The repertoire resulting from Wittgenstein's efforts has been a veritable lifeline for other pianists as well who, for one reason or another, lost the use of their right arms. Brilliant concert pianists such as Leon Fleisher, João Carlos Martins, and Cor de Groot would not have been able to continue their careers to any degree without it.
Prior to Wittgenstein's injury, a number of composers had composed or transcribed such piano music. Among these works is the transcription by Johannes Brahms of the Bach Chaconne in D minor from the 2nd Partita for solo violin BWV 1004. This is a work of sheer genius. It was transcribed for the left hand alone for Clara Schumann when she suffered an injury to her right hand. The Brahms transcription is more faithful to the original than the more famous and more popular Busoni two-hand transcription which it predates by 16 years. To hear and see it played by Anatol Ugorski, a fine Russian pianist, Part I and Part II can be found on YouTube.
The other answer is that among pianists, given the preponderance of right handed people, the left hand is generally the weaker and less proficient of the two. This has prompted a number of studies and exercises for the left hand alone.

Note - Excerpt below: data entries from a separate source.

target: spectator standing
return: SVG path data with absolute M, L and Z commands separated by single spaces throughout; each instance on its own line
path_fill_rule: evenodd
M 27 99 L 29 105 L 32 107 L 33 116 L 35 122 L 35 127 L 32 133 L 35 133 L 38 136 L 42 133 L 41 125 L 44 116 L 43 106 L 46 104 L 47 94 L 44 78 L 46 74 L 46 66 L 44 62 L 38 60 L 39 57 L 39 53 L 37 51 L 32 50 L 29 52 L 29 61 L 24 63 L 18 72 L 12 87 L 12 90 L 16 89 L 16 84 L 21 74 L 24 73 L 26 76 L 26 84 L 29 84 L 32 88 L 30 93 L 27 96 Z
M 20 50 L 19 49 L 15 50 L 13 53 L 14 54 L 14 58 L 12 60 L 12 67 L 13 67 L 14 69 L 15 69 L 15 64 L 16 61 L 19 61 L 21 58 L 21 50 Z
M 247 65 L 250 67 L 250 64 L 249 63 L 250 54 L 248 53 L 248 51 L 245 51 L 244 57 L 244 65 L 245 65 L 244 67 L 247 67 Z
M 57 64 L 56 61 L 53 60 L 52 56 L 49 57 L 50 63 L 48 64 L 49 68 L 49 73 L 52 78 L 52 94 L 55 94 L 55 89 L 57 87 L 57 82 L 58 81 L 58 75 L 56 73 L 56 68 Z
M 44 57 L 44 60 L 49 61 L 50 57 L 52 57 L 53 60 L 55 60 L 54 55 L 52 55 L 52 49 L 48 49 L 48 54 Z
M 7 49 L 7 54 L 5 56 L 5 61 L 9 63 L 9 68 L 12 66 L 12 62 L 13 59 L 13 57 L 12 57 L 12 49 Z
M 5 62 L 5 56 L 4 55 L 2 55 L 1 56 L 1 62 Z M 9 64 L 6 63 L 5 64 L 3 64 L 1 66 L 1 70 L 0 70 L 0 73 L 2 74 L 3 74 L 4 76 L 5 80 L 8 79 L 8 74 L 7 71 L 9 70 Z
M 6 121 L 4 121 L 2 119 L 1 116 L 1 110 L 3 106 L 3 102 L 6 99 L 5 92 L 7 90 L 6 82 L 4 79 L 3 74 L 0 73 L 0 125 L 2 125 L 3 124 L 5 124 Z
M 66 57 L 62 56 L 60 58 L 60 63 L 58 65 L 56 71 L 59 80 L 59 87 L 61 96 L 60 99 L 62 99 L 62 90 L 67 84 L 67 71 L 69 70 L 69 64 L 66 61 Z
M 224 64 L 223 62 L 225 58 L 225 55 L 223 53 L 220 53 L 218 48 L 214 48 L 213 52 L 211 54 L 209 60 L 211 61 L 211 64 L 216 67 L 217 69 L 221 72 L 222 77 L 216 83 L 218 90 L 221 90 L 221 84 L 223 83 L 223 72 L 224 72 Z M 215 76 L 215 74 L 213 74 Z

Leopold Godowsky, who was considered by his peers, Arthur Rubinstein and Jozef Hofmann among them, to be the most amazingly gifted pianist of them all, transcribed a number of the Chopin Etudes for the left hand alone. The technical difficulty of these transcriptions is simply beyond belief. Listen to Canadian pianist Marc-André Hamelin play the Godowsky-Chopin Étude Opus 10 No 3. The beauty of this piece belies its difficulty.